General Purpose GPU Computation

Posted on
March 13th, 2009
, , ,


The GPU has become increasingly more attractive as a general purpose computing device, with every new hardware iteration providing significantly greater computational power. As a result, over the past few months I have been exploring and researching several methods for accessing and harnessing the GPU for general non-graphics applications.

Nvidia CUDA Framework

GPU programming tools have been evolving very rapidly over the past few years. Recently, Nvidia launched the CUDA framework for general GPU computation allowing many researchers and industry professionals to develop new GPU algorithms for solving difficult problems such as sorting, linear algebra, database operations, pattern and data matching, n-body simulations, etc…

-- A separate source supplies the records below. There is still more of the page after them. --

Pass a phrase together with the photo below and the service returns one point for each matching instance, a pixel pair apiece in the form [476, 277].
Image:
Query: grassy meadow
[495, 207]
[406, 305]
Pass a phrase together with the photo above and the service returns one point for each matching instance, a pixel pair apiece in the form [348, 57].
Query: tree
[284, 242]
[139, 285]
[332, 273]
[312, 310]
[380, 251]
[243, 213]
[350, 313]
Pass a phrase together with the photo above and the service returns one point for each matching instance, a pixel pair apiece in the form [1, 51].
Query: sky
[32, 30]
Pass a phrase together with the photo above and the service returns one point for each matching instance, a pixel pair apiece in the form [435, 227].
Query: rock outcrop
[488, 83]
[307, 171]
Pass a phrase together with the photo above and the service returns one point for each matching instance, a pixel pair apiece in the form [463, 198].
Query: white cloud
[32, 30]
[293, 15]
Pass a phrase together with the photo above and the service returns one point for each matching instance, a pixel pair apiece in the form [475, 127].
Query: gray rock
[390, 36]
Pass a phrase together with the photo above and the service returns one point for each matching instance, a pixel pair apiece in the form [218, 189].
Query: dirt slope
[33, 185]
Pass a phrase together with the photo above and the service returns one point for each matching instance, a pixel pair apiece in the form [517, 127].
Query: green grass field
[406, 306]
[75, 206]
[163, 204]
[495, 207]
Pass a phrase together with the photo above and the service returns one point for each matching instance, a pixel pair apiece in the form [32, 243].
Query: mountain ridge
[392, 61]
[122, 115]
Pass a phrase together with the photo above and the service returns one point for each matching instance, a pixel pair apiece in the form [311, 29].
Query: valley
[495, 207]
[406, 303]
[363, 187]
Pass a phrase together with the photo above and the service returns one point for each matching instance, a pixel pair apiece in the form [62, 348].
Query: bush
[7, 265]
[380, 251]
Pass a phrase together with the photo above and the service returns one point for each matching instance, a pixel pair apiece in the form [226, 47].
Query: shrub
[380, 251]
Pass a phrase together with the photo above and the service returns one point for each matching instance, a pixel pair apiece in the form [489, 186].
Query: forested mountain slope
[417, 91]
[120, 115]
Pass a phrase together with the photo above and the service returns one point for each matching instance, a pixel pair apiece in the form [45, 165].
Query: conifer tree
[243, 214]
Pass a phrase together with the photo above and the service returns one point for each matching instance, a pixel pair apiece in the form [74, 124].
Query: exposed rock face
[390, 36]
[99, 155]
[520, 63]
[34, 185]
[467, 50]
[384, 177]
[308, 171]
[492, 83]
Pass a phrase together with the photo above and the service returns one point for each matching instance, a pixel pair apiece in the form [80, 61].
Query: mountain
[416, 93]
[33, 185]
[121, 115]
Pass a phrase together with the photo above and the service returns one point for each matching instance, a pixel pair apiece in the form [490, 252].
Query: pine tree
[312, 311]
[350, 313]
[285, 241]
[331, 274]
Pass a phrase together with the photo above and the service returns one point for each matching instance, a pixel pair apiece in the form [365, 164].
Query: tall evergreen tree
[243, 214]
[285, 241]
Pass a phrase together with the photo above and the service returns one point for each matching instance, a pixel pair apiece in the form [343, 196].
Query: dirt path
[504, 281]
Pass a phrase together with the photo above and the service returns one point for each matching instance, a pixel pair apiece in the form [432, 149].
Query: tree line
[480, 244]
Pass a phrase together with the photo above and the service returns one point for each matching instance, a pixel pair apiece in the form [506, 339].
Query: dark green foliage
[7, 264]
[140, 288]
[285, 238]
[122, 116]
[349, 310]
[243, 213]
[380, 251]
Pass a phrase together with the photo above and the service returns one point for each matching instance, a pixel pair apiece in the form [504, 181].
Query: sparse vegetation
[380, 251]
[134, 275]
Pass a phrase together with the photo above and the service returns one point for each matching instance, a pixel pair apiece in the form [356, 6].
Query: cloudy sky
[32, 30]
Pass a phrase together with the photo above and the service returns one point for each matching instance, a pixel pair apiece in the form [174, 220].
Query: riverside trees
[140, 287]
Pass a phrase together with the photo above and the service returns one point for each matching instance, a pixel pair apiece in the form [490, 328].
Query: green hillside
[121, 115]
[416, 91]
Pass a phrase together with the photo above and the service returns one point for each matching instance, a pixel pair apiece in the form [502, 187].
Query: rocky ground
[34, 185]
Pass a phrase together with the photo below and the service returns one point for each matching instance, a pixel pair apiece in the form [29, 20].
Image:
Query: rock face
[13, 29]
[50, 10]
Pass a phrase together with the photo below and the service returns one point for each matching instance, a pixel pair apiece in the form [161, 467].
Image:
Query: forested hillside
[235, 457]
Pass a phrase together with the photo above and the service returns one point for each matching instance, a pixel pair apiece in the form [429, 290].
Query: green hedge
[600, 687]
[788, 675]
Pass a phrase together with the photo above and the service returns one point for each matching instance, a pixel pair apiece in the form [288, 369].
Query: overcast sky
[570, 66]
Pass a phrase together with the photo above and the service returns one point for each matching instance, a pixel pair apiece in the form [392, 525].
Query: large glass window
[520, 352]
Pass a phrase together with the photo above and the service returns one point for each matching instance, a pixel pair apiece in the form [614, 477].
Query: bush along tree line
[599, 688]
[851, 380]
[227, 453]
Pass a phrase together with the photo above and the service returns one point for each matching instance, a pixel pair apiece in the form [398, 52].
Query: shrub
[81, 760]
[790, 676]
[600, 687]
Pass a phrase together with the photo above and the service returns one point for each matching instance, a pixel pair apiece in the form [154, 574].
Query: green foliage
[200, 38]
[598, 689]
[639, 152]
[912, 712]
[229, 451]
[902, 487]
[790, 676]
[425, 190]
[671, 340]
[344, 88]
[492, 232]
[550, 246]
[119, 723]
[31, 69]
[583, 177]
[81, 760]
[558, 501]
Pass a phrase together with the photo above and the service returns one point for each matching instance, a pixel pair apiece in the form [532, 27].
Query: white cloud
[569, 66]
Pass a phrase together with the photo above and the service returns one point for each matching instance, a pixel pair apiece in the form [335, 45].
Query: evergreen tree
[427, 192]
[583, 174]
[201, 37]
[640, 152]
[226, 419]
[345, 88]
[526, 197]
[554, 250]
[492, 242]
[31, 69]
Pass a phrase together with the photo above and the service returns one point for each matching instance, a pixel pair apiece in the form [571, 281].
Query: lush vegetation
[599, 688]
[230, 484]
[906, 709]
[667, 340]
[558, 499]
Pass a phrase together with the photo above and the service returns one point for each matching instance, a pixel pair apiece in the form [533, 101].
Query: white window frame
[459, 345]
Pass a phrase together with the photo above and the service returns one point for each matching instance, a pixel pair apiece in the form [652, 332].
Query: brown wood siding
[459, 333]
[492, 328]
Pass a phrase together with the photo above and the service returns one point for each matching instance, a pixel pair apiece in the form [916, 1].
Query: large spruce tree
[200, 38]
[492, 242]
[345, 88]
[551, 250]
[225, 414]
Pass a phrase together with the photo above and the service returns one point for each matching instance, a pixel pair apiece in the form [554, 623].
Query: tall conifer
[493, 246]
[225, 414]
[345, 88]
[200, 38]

CUDA provides a more flexible level of access using a C-like language while removing the graphics pipeline entirely. Previously impossible tasks such as scatter operations can now be implemented using CUDA. However, it is important to note that this flexibility is at a cost of complexity. As a result, many trivial algorithms need to be carefully thought out in order to achieve reasonable performance. Also, the CUDA drivers require Nvidia 8000 series graphics hardware or higher. Fortunately, most recent mid to high end computers with Nvidia graphics units meet this criteria.

Shader Level GPGPU

In the past, general purpose GPU algorithms were mapped to the graphics pipeline using shader languages. Unfortunately, certain parallel CPU based algorithms cannot not be mapped efficiently to the GPU using shaders. However, with that said shaders do provide a higher level of abstraction which do not require the developer to worry about things like which threads are running on the same block. (I highly encourage anyone with an interest in shader based GPGPU to grab a hardcover copy of GPU Gems 2 or download the online version, available for free, on Nvidia’s website.)

GPGPU Shader Engine

Many algorithms use the GPU to accelerate simulations such as cellular automata, fluid dynamics, n-body and rigid-body simulations. A common characteristic of these algorithms is that the simulation can be simplified into a nearest-neighbor or all-pairs problem. Thus we can create a framework which provides this functionality. However, an abstract language is desirable for elements which are not similar between different simulations. Therefore, CUDA does not offer a great solution for a generalized simulation engine.

A basic GPGPU application utilizes the graphics pipeline in the following way:

  1. Initialize the GPU using a graphics API
  2. Initialize GPU data buffers
  3. Initialize function kernels
  4. Declare and specify constant parameters
  5. Invoke a kernel
  6. Read resulting data buffer

It is possible to create an application which generalizes the above steps into the following:

  1. Read XML files
  2. Read HLSL files
  3. Initialize the GPU using parameters from the XML file
  4. Initialize GPU data buffers using parameters from the XML file
  5. Initialize function kernels from the HLSL files
  6. Declare and specify constant parameters
  7. Invoke kernels specified in order, by an XML file
  8. Read resulting data buffer

Further more, it is possible to allow run-time changes to the HLSL file by dynamically re-compiling the it. As a result, it is possible to change simulations on the fly without affecting the data on which it is running.


For the time being the results are limited to simplistic simulations since I am still in the process of developing the application. The compiled shader byte code running on the GPU is the same regardless of which framework or language is invoking it from the CPU. Therefore, I decided to use the power and rapid development capabilities of the C# language combined with the .Net and XNA frameworks to my advantage.